To support rapid exploration—a fundamental goal of triaging—the keyboard arrow keys can be used to move quickly through the documents while the metadata is dynamically updated. If a relevant document is detected, users can hit the “enter” key or click the button to add the document to a pile for subsequent investigation (this stage is explained in greater detail in the following). This stage of triaging also allows for quick comparison of cooccurring phenotypes within documents. For example, Figure 9 shows the result of a user adding documents containing “congenital” and “fibrosis.” It is immediately clear through quick visual scanning that not many documents contain both “congenital fibrosis” and “opthalmoplegia.”

While browsing the query result heatmap, it may be difficult to remember which documents have been visited previously. This is especially true in the context of iterative triaging, where users may return to the heatmap after being away for some time. In OVERT-MED, when users pause on a document for 5 s or more, a small mark is placed beside the document to serve as a visual reminder (Figure 10). When revisiting the heatmap, users can quickly recognize which documents they have previously examined. We assume that 5 s is a reasonable threshold for determining when a user has examined the term distribution matrix.

The query result heatmap: 6 documents are represented by 6 rows, where each column represents a term (progressive external opthalmoplegia).

State of the interface after a user has selected “progressive+opthalmoplegia.”

The term distribution matrix for 2 different documents within the same result set.

The result of a user adding documents containing “congenital” and “fibrosis” for comparison.
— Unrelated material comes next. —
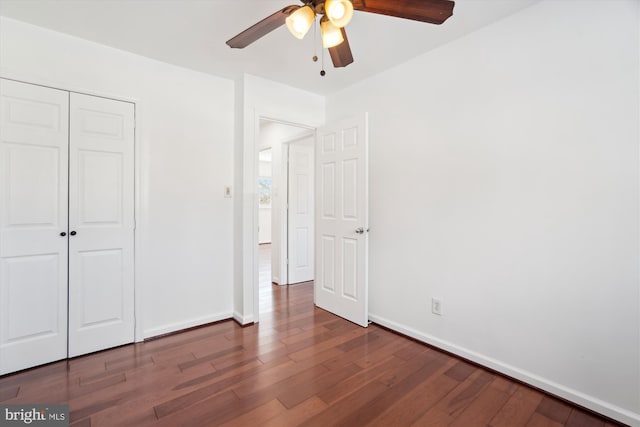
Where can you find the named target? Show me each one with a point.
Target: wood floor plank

Closeup view of the query result heatmap.

The next stage in the triaging activity—the “individual document” stage—involves examining individual abstracts of previously chosen articles. At this stage, users are likely to have narrowed down the number of documents significantly. Documents are encoded via a Selected Pile Heatmap in the same manner as in the query result heatmap, and each can be selected to view its abstract. In this term-encoded abstract, matching terms are color coded to facilitate quick identification, especially within the abstract text. Figure 11 shows an example in which the user has selected 29 documents, which are encoded in the selected pile heatmap and the term-encoded abstract is displayed for the first document. Even before reading the text in detail, it is easy to see that “renin” and “hypertension” both appear frequently, indicating that they are important. Thus, users can scan the text quickly to get a sense of the appearance of the query terms, without having to necessarily read the text sequentially. An important aspect of this stage of triaging is the ability to quickly categorize documents. In OVERT-MED, users can quickly reject a paper by selecting the orange “x” button, or can quickly add a paper to the next stage by selecting the green button or pressing the “enter” key.
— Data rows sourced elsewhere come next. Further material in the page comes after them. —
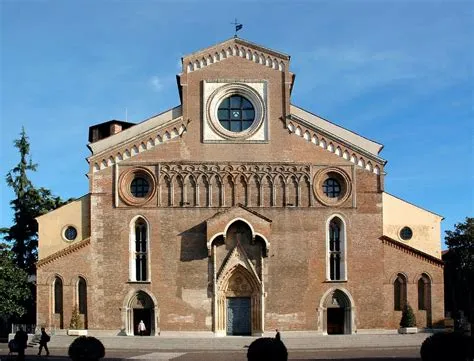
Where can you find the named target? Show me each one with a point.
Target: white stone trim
(132, 253)
(149, 141)
(213, 56)
(350, 137)
(343, 245)
(136, 131)
(318, 138)
(214, 91)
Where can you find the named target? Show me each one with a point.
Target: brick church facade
(237, 212)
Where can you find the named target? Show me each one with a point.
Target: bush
(86, 348)
(408, 317)
(447, 346)
(267, 349)
(76, 321)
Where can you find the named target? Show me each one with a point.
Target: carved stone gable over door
(238, 244)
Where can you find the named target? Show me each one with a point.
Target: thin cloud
(156, 83)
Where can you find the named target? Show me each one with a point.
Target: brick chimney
(115, 128)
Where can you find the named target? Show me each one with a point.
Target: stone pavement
(292, 340)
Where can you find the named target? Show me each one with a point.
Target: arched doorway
(141, 307)
(336, 312)
(239, 304)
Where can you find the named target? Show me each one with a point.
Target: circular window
(236, 113)
(332, 186)
(406, 233)
(137, 186)
(70, 233)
The final stage of triaging is the “further reading” stage, where a small set of documents are read in-depth to extract relevant information and satisfy the original information need. Although this stage could be supported in various ways, we support this stage in OVERT-MED by presenting a PubMed entry for a selected document in an embedded frame directly within the interface of OVERT-MED. This allows for quick inspection of any PubMed details that are important to the user, such as full-text links, citation details, and PubMed Commons links, and also allows users to login to their National Center for Biotechnology Information (NCBI) account to save the article to a collection, compare with other saved articles, and so on. There is also a button to open the PubMed link in a new browser tab if a user needs more space. Figure 12 shows a full-screen capture of OVERT-MED in which a user has traversed all stages of a search and triaging activity.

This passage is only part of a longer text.